Local Transcription Models in 2026: Parakeet, Whisper, and More
Resonant uses NVIDIA's Parakeet on Apple Silicon — a state-of-the-art on-device STT model tuned for low-latency live dictation. Audio never leaves your Mac.
Below is a field guide to the broader landscape of open local speech-to-text models in 2026 — Parakeet, Whisper, Moonshine, SenseVoice, and others — for context on why Parakeet is a good fit for live dictation on Apple Silicon today. The sections below describe each model on its own merits; Resonant itself ships only Parakeet.
Start here: Parakeet TDT 0.6B v3
Best for: English and European languages. Recommended for most people.
Size: ~640 MB — Languages: English + 24 European languages
Parakeet is the model Resonant ships. It was built by NVIDIA on NeMo FastConformer architecture, trained on over 660,000 hours of audio, and it shows. Word error rates on English, German, Spanish, Italian, and French are among the lowest of any locally-runnable model.

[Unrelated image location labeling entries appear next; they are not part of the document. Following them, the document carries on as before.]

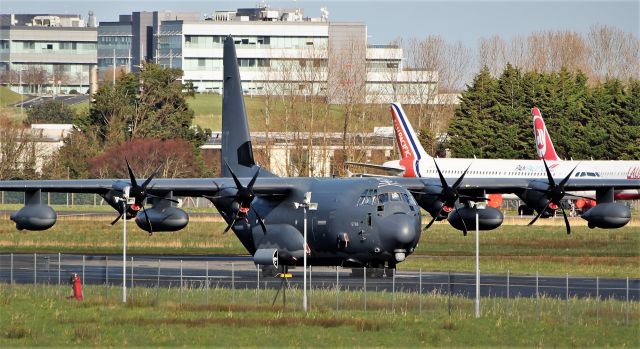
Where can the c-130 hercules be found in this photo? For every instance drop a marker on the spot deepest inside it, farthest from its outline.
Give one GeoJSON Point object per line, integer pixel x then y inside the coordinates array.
{"type": "Point", "coordinates": [370, 222]}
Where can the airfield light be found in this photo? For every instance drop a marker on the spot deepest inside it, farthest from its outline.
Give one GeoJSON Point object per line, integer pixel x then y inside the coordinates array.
{"type": "Point", "coordinates": [312, 206]}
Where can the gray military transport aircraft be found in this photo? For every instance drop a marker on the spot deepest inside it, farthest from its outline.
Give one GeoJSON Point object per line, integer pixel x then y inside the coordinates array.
{"type": "Point", "coordinates": [372, 221]}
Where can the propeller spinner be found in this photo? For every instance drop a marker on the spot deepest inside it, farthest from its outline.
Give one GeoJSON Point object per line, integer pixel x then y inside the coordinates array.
{"type": "Point", "coordinates": [140, 194]}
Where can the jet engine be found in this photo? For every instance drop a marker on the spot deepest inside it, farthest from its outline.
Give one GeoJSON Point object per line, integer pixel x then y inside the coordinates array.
{"type": "Point", "coordinates": [488, 218]}
{"type": "Point", "coordinates": [535, 199]}
{"type": "Point", "coordinates": [34, 217]}
{"type": "Point", "coordinates": [162, 219]}
{"type": "Point", "coordinates": [608, 215]}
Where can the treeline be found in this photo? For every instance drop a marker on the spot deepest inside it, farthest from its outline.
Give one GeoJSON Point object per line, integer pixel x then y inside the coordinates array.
{"type": "Point", "coordinates": [143, 118]}
{"type": "Point", "coordinates": [599, 121]}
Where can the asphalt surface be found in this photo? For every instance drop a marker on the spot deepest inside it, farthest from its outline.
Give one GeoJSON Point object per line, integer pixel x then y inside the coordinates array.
{"type": "Point", "coordinates": [32, 100]}
{"type": "Point", "coordinates": [240, 272]}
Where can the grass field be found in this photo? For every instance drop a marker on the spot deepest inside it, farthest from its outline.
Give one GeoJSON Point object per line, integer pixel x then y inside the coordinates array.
{"type": "Point", "coordinates": [208, 113]}
{"type": "Point", "coordinates": [519, 249]}
{"type": "Point", "coordinates": [42, 317]}
{"type": "Point", "coordinates": [8, 97]}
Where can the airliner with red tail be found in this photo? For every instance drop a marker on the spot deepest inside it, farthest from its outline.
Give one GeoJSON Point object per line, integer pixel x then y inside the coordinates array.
{"type": "Point", "coordinates": [546, 150]}
{"type": "Point", "coordinates": [546, 181]}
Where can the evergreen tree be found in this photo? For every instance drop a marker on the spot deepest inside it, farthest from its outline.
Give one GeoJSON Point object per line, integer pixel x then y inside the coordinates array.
{"type": "Point", "coordinates": [471, 128]}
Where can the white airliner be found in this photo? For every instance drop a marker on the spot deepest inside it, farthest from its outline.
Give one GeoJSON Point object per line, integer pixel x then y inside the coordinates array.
{"type": "Point", "coordinates": [543, 193]}
{"type": "Point", "coordinates": [546, 150]}
{"type": "Point", "coordinates": [415, 162]}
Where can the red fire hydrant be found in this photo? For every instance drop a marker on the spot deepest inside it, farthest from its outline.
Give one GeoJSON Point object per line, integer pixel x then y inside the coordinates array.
{"type": "Point", "coordinates": [77, 286]}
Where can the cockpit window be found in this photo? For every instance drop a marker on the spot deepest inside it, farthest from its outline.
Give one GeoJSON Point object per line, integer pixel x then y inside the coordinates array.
{"type": "Point", "coordinates": [395, 196]}
{"type": "Point", "coordinates": [368, 197]}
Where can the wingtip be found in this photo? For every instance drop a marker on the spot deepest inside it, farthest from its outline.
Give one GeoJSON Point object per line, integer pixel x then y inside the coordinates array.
{"type": "Point", "coordinates": [536, 112]}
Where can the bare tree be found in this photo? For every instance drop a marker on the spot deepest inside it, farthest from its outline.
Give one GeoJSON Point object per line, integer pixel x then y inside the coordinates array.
{"type": "Point", "coordinates": [613, 53]}
{"type": "Point", "coordinates": [493, 54]}
{"type": "Point", "coordinates": [17, 150]}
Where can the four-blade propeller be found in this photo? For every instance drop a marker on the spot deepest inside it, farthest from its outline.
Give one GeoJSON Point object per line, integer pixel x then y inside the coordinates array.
{"type": "Point", "coordinates": [140, 194]}
{"type": "Point", "coordinates": [449, 195]}
{"type": "Point", "coordinates": [554, 194]}
{"type": "Point", "coordinates": [243, 197]}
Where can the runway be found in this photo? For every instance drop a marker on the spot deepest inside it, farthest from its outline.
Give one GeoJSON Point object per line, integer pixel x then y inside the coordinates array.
{"type": "Point", "coordinates": [240, 272]}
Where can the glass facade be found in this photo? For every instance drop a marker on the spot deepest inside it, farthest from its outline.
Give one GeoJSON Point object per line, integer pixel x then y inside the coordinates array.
{"type": "Point", "coordinates": [52, 47]}
{"type": "Point", "coordinates": [216, 41]}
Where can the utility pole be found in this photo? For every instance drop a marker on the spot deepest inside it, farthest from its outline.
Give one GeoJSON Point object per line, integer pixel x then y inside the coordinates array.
{"type": "Point", "coordinates": [312, 206]}
{"type": "Point", "coordinates": [114, 67]}
{"type": "Point", "coordinates": [125, 203]}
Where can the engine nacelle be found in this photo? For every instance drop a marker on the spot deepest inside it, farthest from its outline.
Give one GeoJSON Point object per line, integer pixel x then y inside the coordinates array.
{"type": "Point", "coordinates": [163, 219]}
{"type": "Point", "coordinates": [266, 256]}
{"type": "Point", "coordinates": [608, 215]}
{"type": "Point", "coordinates": [429, 202]}
{"type": "Point", "coordinates": [488, 218]}
{"type": "Point", "coordinates": [535, 199]}
{"type": "Point", "coordinates": [34, 217]}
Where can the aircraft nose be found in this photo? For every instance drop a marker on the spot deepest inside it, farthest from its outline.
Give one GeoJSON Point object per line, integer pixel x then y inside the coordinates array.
{"type": "Point", "coordinates": [400, 230]}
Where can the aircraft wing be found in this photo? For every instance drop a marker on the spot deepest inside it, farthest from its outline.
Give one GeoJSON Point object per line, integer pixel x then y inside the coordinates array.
{"type": "Point", "coordinates": [391, 170]}
{"type": "Point", "coordinates": [513, 185]}
{"type": "Point", "coordinates": [180, 187]}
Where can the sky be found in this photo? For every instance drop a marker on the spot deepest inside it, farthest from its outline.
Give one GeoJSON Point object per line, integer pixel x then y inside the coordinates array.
{"type": "Point", "coordinates": [465, 21]}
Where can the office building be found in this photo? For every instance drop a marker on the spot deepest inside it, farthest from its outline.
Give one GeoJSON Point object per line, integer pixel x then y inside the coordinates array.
{"type": "Point", "coordinates": [49, 53]}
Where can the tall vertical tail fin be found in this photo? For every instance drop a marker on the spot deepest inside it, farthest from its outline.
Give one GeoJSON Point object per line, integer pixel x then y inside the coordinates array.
{"type": "Point", "coordinates": [411, 150]}
{"type": "Point", "coordinates": [544, 145]}
{"type": "Point", "coordinates": [236, 140]}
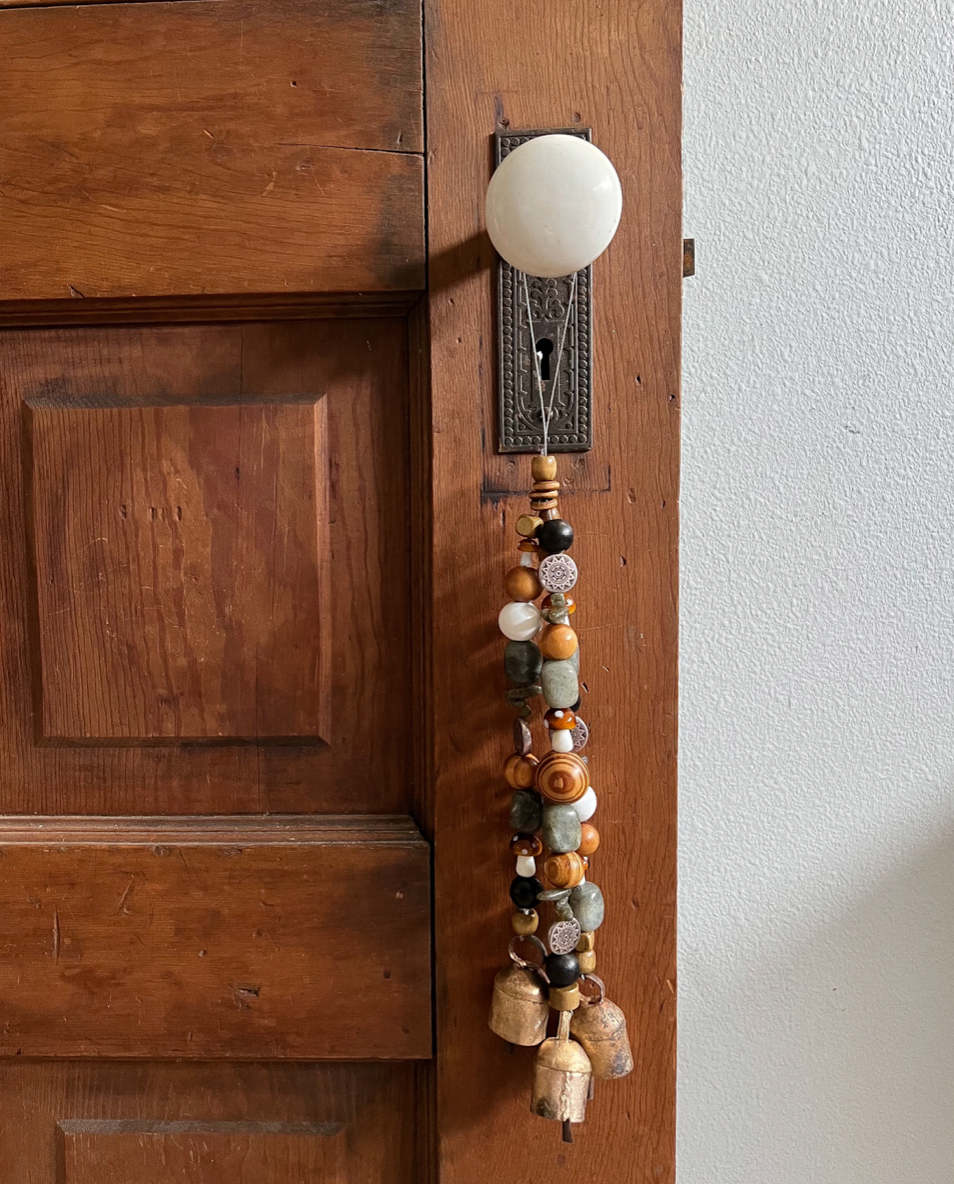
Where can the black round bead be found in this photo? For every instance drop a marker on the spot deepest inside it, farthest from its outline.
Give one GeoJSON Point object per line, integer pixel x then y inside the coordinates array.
{"type": "Point", "coordinates": [562, 970]}
{"type": "Point", "coordinates": [524, 890]}
{"type": "Point", "coordinates": [554, 535]}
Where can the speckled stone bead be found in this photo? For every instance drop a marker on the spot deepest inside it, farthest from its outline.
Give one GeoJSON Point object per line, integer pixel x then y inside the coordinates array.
{"type": "Point", "coordinates": [522, 663]}
{"type": "Point", "coordinates": [561, 687]}
{"type": "Point", "coordinates": [561, 828]}
{"type": "Point", "coordinates": [587, 905]}
{"type": "Point", "coordinates": [526, 811]}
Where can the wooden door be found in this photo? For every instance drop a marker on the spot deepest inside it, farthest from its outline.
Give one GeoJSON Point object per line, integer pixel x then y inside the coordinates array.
{"type": "Point", "coordinates": [252, 847]}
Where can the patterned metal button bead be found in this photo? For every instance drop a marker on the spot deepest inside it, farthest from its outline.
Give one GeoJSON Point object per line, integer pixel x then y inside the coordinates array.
{"type": "Point", "coordinates": [563, 935]}
{"type": "Point", "coordinates": [558, 573]}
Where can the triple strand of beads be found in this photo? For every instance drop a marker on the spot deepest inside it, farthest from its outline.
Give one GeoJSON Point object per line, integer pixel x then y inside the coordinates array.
{"type": "Point", "coordinates": [553, 799]}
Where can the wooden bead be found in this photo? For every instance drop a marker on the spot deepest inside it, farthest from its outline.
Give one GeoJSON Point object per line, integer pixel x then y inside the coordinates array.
{"type": "Point", "coordinates": [543, 468]}
{"type": "Point", "coordinates": [556, 642]}
{"type": "Point", "coordinates": [524, 924]}
{"type": "Point", "coordinates": [562, 777]}
{"type": "Point", "coordinates": [568, 605]}
{"type": "Point", "coordinates": [526, 844]}
{"type": "Point", "coordinates": [591, 840]}
{"type": "Point", "coordinates": [523, 584]}
{"type": "Point", "coordinates": [520, 770]}
{"type": "Point", "coordinates": [565, 870]}
{"type": "Point", "coordinates": [528, 525]}
{"type": "Point", "coordinates": [559, 719]}
{"type": "Point", "coordinates": [565, 998]}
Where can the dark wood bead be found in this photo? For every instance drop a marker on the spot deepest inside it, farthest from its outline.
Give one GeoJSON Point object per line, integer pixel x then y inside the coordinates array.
{"type": "Point", "coordinates": [524, 890]}
{"type": "Point", "coordinates": [555, 535]}
{"type": "Point", "coordinates": [562, 970]}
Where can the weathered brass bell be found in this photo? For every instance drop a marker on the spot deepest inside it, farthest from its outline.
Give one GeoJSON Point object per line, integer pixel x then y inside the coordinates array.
{"type": "Point", "coordinates": [519, 1010]}
{"type": "Point", "coordinates": [600, 1028]}
{"type": "Point", "coordinates": [561, 1078]}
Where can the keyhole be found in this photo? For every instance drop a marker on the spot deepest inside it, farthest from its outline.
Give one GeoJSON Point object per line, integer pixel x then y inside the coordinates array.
{"type": "Point", "coordinates": [543, 351]}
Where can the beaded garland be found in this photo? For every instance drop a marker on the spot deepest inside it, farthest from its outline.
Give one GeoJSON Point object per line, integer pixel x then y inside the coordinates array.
{"type": "Point", "coordinates": [552, 805]}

It auto-detects language across 25 European languages — you don't need to tell it what you're speaking. German comes in at 5.04% WER on FLEURS benchmarks. Spanish at 3.45%. Italian at 3.00%. For English dictation specifically, it's hard to beat at any price.
Parakeet also supports hotwords: you can bias it toward proper nouns, technical terms, or product names that matter to your work. If you dictate anything involving names, jargon, or specialized vocabulary, that feature alone makes it the right starting point.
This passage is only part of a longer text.